Ingredients for 2 servings:
- 2 large bell peppers
- 200 g minced meat, lean beef
- 50 g quinoa
- 1 small carrot(s), grated
- 1 onion(s), finely chopped
- 2 garlic cloves, squeezed
- 1 can of chopped tomatoes (425ml)
- 2 tbsp tomato paste
- 1 bay leaf
- 2 tsp spice paste (Harissa)
- 1 tsp thyme, dried (or fresh)
- 100 ml vegetable stock
- 1 tsp olive oil
- Thyme, fresh for decoration
- salt and pepper
- Worcestershire sauce
Instructions
Working time approx. 20 minutes; Total time approx. 20 minutes
low-fat
Cook the quinoa for 10 minutes according to the package instructions and let cool.

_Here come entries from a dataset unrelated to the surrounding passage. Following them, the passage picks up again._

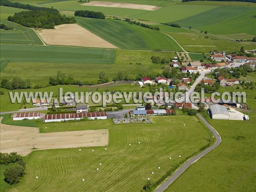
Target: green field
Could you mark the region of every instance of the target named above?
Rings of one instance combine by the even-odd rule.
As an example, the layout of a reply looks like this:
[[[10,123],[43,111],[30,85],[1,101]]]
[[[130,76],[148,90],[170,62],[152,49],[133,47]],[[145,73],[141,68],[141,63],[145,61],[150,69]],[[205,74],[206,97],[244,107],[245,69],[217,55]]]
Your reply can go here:
[[[96,49],[97,50],[97,49]],[[70,61],[63,63],[41,62],[43,59],[37,61],[27,62],[16,61],[9,62],[7,67],[2,71],[1,78],[12,79],[18,76],[23,79],[29,79],[32,84],[46,86],[49,83],[49,77],[55,76],[58,71],[67,75],[73,76],[74,78],[82,82],[96,82],[99,73],[103,70],[109,76],[111,81],[116,77],[119,71],[123,71],[130,78],[135,78],[139,73],[150,72],[157,74],[162,73],[163,65],[153,64],[151,59],[152,55],[159,56],[161,58],[170,59],[174,56],[174,53],[159,52],[141,52],[117,50],[115,63],[103,64],[92,63],[75,63]],[[97,59],[95,59],[97,60]],[[11,61],[12,61],[11,60]],[[136,64],[136,63],[141,64]],[[2,69],[6,61],[1,64]],[[8,62],[7,62],[8,63]],[[130,64],[130,63],[132,64]],[[166,65],[168,64],[166,64]],[[61,67],[60,66],[61,66]],[[102,68],[102,66],[103,68]],[[40,71],[38,73],[38,71]]]
[[[3,44],[0,49],[1,60],[11,61],[107,64],[116,58],[113,49]]]
[[[159,31],[122,20],[76,17],[77,23],[121,49],[180,51],[180,47]]]
[[[107,150],[104,150],[105,147],[97,147],[83,148],[80,152],[78,148],[33,151],[24,158],[27,168],[24,178],[11,189],[138,191],[146,183],[147,177],[155,182],[172,165],[208,143],[208,131],[195,117],[150,118],[153,123],[140,126],[136,124],[114,125],[111,119],[75,124],[47,123],[47,129],[49,127],[52,131],[108,129]],[[183,126],[183,123],[186,126]],[[178,157],[179,155],[181,157]],[[169,157],[172,157],[171,160]],[[102,165],[99,166],[100,163]],[[158,169],[158,166],[161,169]],[[36,175],[39,179],[35,178]],[[82,178],[85,180],[84,182]],[[29,184],[32,182],[32,185]]]
[[[173,191],[254,191],[255,189],[256,100],[255,90],[221,87],[221,92],[245,91],[250,110],[249,121],[205,118],[220,134],[217,148],[193,164],[167,190]],[[244,137],[241,140],[238,136]],[[196,185],[195,183],[196,183]]]

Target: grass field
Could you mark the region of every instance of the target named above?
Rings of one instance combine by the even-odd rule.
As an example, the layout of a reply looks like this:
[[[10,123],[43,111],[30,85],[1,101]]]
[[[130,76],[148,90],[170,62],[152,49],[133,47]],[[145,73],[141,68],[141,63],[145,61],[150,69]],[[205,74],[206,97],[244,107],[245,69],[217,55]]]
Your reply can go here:
[[[171,38],[159,31],[122,20],[77,17],[76,19],[79,25],[121,49],[180,50]]]
[[[233,41],[209,34],[193,30],[158,25],[162,31],[174,38],[187,51],[209,53],[211,50],[225,50],[227,52],[237,51],[242,46],[246,49],[254,49],[255,46]],[[208,36],[208,38],[205,38]]]
[[[11,61],[111,64],[116,51],[61,46],[1,45],[1,60]]]
[[[91,124],[90,121],[47,124],[47,129],[49,127],[52,131],[108,129],[107,150],[101,147],[82,148],[80,152],[78,148],[34,151],[24,158],[27,168],[24,178],[11,190],[140,191],[147,177],[153,182],[157,180],[172,165],[207,143],[208,131],[195,117],[151,119],[153,123],[139,126],[136,124],[113,125],[111,119]],[[161,169],[158,169],[158,166]],[[36,175],[39,179],[36,180]],[[33,185],[29,184],[31,182]]]
[[[193,164],[167,190],[254,191],[255,189],[255,90],[221,87],[221,92],[245,91],[249,121],[212,119],[204,116],[222,138],[220,145]],[[238,136],[242,136],[239,140]],[[197,184],[195,185],[195,183]]]
[[[47,85],[49,77],[55,76],[59,70],[73,76],[76,74],[74,78],[82,82],[96,82],[99,79],[99,74],[102,71],[105,71],[111,80],[116,76],[119,71],[123,71],[130,78],[135,78],[139,73],[150,72],[157,74],[162,73],[163,65],[153,64],[150,58],[153,55],[169,59],[174,56],[174,53],[118,50],[115,63],[106,64],[93,64],[93,62],[87,63],[85,61],[82,64],[75,63],[75,61],[68,63],[64,61],[61,64],[50,61],[47,63],[39,62],[43,59],[37,61],[35,59],[35,61],[31,62],[16,61],[9,63],[5,61],[1,64],[0,75],[1,78],[12,79],[18,76],[23,79],[29,79],[32,84],[43,86]],[[85,61],[86,58],[84,59]],[[97,61],[97,58],[95,60]],[[137,62],[141,64],[136,64]],[[130,64],[130,63],[132,64]],[[3,70],[2,67],[5,67]],[[39,71],[40,73],[38,73],[38,72]]]

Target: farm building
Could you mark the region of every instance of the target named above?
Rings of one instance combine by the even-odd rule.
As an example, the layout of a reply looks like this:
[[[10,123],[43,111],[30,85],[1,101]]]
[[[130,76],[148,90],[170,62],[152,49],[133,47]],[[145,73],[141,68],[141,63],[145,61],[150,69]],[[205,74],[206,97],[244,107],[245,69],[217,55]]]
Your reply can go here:
[[[209,107],[210,116],[214,119],[228,119],[230,114],[227,108],[220,105],[212,105]]]
[[[41,118],[41,112],[15,113],[13,114],[13,120],[23,119],[37,119]]]
[[[144,84],[152,84],[152,80],[151,79],[148,77],[144,77],[141,78],[141,81],[144,83]]]
[[[76,113],[83,113],[88,112],[88,108],[87,105],[79,105],[76,106]]]
[[[37,99],[35,101],[33,101],[33,105],[34,106],[48,105],[50,105],[50,102],[49,102],[46,99]]]
[[[53,122],[81,119],[87,117],[90,119],[105,119],[107,113],[105,112],[96,112],[91,113],[74,113],[51,114],[45,115],[44,122]]]
[[[167,82],[167,81],[168,81],[168,79],[163,77],[157,77],[156,78],[156,81],[158,83],[166,84]]]

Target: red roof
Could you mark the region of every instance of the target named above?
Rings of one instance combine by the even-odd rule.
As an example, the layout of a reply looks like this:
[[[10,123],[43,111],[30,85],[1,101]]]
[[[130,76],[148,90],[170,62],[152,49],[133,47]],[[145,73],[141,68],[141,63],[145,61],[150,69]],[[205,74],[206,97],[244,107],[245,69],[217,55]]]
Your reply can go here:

Cut the tops off the bell peppers and clean the insides. Combine the minced meat with the quinoa, onion, carrot, garlic, 1 teaspoon of harissa, 1 teaspoon of thyme, salt, and pepper, and stuff the bell peppers. Sauté the excess mixture in 1 teaspoon of olive oil, add the tomato paste, deglaze with the vegetable stock, add the bay leaf, harissa, and chopped tomatoes. Season with salt and pepper. Add the bell peppers to the sauce and cook with the lid on low heat for about 30-40 minutes. Season the tomato sauce again with Worcestershire sauce and garnish with fresh thyme. Serve with bread or rice.